There was no reason why he should know. Whilst we’ve written reams about Tenerife over the years, most of it has been travel related rather than chronicles of our everyday life, however extraordinary that may have been at times. We used to say whenever we stepped out of the door we’d come back with a story to tell; that’s the sort of place it was. That’s the sort of place much of the north of Tenerife is. These weren’t necessarily big things, mostly incidents that made life a little bit more colourful. It might have been women from a nearby row of houses hugging the shade of their cottages as they played street bingo, or the time goats made off with Andy’s favourite cardigan … things like that. But sometimes events could be quite momentous, hence the book.
Now we live on a small farm on the edge of a cork forest in Palmela. A typical walk from the door will involve seeing storks, hoopoes, a buzzard or two, and maybe mongooses, or even pine nut thieves. That sentence would sound normal for the people who live around here, but maybe not to people who don’t. On Sunday I opened the sun umbrella on our back terrace to find a bat had moved in. Stuff like this happens on virtually a daily basis.
Whenever we travel, little oddities regularly fall into our laps. Like the time we found ourselves involved in a missing piglet search in the hills of El Hierro. An expat living on El Hierro commented that had never happened to them in all the years they’d lived there, as though we’d made it up. What can I say? When you walk the less well trodden paths these things happen. As I’m a photographer I usually have my camera in tow, so most of the time there’s photographic evidence to prove there’s no poetic licence involved.
I mentioned that whenever we left the house in the north of Tenerife we’d usually end up with a quirky story to tell. However, when we stayed in purpose-built resorts on the island, or purpose-built resorts anywhere for that matter, that was never the case. There would be stories, but they wouldn’t be quirky ones, or anything to do with traditional life on the island – like the time in Playa de las Américas touts tried to tempt us into a bar by promising there wouldn’t be any Spanish inside as Spanish weren’t allowed. Or the British compère in a bar warning its visiting British clientele to be careful of their handbags and wallets as there were ‘foreigners’ outside. Resorts are ideal for fun in the sun, but not so good for quirky insights into local life.

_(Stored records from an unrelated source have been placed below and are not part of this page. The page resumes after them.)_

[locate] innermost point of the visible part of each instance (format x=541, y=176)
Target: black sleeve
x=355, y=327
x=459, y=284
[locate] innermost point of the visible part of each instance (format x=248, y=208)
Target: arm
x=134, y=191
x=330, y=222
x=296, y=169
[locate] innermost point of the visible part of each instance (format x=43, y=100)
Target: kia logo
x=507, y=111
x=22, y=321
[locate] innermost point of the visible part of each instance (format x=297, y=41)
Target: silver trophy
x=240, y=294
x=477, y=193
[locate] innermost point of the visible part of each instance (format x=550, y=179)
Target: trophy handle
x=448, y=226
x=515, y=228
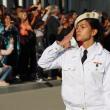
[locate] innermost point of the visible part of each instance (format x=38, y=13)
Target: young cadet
x=85, y=70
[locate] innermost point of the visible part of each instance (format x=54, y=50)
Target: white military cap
x=85, y=15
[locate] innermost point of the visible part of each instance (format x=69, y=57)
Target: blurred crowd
x=25, y=33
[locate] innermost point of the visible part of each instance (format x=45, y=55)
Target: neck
x=87, y=44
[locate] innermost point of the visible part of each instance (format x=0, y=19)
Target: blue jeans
x=5, y=72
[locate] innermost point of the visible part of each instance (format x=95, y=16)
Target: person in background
x=85, y=68
x=5, y=70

Head ten minutes into the hills behind the resorts and it’s a different world.
It’s not just to do with travelling to off the beaten track places, it’s also about being inquisitive, aka being nosey and asking questions. We treat travel much the same whether it’s for work or for pleasure. Out of these four – dining with a count in Northern Portugal; spending an afternoon at an illicit konoba on Hvar with two old friends discussing the Croat-Bosniak war; sharing wine with a sea captain/wine producer in a cellar in Dubrovnik which had already closed to the public when we stuck our heads around the door, hoping to buy a bottle of wine; and drinking vino del país (country wine) with a family of potato pickers as part of their harvest party in a field in the upper Orotava Valley on Tenerife – two were work, two weren’t. The two that weren’t just happened. In both cases because one of us asked a question. People who are interested in their surroundings will have interesting experiences.
But the travel stories you end up with in your suitcase often do just depend on the places you visit, it can be as simple as that.
Where you live can deliver similar results. If we were in an apartment in Albufeira it’s unlikely we’d find the same cast of quirky characters as there is in this area of farmers and fishermen south of Lisbon.
So, as anyone who has relocated to a location which is away from the main tourist drag anywhere knows, there’s absolutely no need to exaggerate stories when life unravels its rich tapestry on such a regular basis.